Accusations of any kind of cyber offense can be grave, according to experts like Moorhead Law, a computer crimes attorney in Boulder. Conviction for such crimes can result in hefty fines (sometimes the minimum is $100,000) and even prison or jail sentences, with the most serious offenses warranting 20 years or more. Needless to say, this is not the sort of future anyone would wish for themselves, so it’s important to know a bit about how to defend yourself against computer crime charges. This guide will provide you with the rudiments.
Defining Computer Crimes
Also known as cyber crimes, these sorts of criminal offenses involve the use of digital technologies—computers, smartphones, tablets, the web, etc.—in order to commit a wide range of illicit activities. You may already know a few of the more common varieties:
- DDOS Attacks: Overwhelming services with a flood of traffic and information to deny access to regular users. Typically done to high-profile organizations to then extort them for financial gain or the exchange of important info.
- Phishing Schemes: Attempts to steal sensitive data by impersonating authority figures and other trusted individuals. May involve the use of sending malicious email links.
- Malware: Distributing any type of code or program that is designed to infect and attack computers systems without consent of the owner or user.
- Ransomware: Blocking access to a device or data until the user pays a ransom.
- Trojan Horses: Programs that are designed to appear harmless, but are actually malicious. Once executed, they can cause severe harm to a computer system.
The list goes on, of course, and other (lesser known) types of cyber crime include SQL injections, cross-site scripting, password attacks, drive-by attacks, teardrop attacks, ping of death attacks, and more. If you’re ever in doubt about definitions, though, just remember that, broadly speaking, computer crimes involve fraudulent activities, the stealing of data, limiting someone’s access to their own devices, bullying, stalking, and other such unethical actions.
Mounting A Cyber Crime Charge Defense
There’s no one-size-fits-all strategy for every possible cyber crime accusation, but there are some general points you should keep in mind to improve the robustness of your defense. First, if you’re being accused of cyber crimes, it may be prudent to assume that your online and computer activities have been under surveillance. It’s possible that your devices have been searched without your knowledge (if it’s a workplace investigation), and you may even be asked to surrender some devices to authorities so they may investigate you.

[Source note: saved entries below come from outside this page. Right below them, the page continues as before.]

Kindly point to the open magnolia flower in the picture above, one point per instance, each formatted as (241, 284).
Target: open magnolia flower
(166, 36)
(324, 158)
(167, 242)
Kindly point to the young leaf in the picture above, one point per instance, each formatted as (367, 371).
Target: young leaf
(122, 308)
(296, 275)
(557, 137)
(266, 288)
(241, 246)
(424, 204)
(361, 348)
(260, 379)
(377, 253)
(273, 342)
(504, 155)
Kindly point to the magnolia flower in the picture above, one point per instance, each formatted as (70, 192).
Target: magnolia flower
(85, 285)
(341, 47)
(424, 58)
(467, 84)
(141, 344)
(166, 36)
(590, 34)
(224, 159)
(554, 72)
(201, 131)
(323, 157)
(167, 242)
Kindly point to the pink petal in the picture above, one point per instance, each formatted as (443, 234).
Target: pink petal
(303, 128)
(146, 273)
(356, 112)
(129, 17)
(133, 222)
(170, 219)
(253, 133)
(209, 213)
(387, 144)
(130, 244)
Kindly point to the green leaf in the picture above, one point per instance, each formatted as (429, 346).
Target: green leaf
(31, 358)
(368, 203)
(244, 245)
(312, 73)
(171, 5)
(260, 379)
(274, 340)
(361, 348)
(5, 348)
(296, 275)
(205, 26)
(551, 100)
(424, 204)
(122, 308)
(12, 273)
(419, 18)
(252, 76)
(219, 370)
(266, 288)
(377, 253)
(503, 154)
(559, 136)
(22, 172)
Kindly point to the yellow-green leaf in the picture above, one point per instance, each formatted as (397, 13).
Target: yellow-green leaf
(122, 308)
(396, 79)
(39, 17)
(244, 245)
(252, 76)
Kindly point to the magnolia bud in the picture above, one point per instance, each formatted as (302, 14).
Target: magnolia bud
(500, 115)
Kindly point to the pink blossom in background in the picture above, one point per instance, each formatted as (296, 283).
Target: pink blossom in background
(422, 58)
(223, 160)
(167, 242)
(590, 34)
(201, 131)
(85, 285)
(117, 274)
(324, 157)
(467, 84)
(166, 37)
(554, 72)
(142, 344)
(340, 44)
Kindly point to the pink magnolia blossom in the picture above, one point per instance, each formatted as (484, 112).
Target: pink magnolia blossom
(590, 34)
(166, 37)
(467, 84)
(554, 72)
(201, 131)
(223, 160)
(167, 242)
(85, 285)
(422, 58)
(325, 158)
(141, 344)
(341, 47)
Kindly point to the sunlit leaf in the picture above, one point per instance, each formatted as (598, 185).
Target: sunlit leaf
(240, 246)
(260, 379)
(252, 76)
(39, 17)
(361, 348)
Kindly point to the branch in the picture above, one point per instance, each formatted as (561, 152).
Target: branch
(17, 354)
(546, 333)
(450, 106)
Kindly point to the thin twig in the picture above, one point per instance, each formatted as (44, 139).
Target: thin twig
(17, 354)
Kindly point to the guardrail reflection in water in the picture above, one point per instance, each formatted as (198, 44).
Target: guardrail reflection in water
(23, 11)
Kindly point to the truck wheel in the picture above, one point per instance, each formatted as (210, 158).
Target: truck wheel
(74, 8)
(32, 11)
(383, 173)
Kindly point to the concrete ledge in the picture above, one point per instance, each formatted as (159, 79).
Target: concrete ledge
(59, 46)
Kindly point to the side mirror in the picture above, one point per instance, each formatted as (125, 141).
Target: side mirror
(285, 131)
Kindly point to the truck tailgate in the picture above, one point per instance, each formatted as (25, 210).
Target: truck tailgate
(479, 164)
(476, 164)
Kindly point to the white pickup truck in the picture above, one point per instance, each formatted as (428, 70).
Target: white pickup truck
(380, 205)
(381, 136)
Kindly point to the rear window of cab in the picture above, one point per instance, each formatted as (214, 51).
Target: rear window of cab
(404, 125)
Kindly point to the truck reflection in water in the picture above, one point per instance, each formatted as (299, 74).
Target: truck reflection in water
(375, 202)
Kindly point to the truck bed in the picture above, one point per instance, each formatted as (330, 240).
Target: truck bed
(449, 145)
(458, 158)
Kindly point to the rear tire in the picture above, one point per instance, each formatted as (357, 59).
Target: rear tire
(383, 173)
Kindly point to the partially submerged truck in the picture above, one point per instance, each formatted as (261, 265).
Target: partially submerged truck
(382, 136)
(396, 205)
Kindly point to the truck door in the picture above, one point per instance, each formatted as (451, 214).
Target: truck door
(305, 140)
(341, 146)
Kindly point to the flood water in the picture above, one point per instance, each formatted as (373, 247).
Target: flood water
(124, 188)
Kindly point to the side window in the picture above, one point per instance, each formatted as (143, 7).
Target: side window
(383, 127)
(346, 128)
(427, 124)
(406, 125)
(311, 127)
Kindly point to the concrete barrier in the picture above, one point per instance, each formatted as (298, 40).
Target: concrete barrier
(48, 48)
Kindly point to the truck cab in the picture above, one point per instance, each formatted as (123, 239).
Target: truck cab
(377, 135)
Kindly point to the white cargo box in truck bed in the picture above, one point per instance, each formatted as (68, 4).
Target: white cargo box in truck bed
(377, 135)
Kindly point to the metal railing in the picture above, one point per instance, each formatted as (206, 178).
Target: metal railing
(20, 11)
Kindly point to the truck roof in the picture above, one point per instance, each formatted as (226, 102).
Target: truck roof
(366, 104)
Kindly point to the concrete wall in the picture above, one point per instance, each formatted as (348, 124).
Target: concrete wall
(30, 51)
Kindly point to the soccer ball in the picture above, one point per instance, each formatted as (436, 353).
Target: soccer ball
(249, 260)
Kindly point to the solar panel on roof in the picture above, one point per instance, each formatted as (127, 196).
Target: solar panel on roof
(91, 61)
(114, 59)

If asked, you should be clear about your intention to cooperate with investigators, but also that you’ll need to speak with your attorney first. You should decline answering questions without your attorney once you know that you’ve been suspected of carrying out a computer crime, as your answers could be construed as an admission of guilt (depending on the circumstances and your responses). Once you’re able to convene with an attorney, then you’ll be able to work with them to go over the details of your situation and start devising a defense.
Again, to summarize, if you’re being suspected of a computer crime, then you should assume you’re under surveillance and contact an attorney who can help you navigate the situation.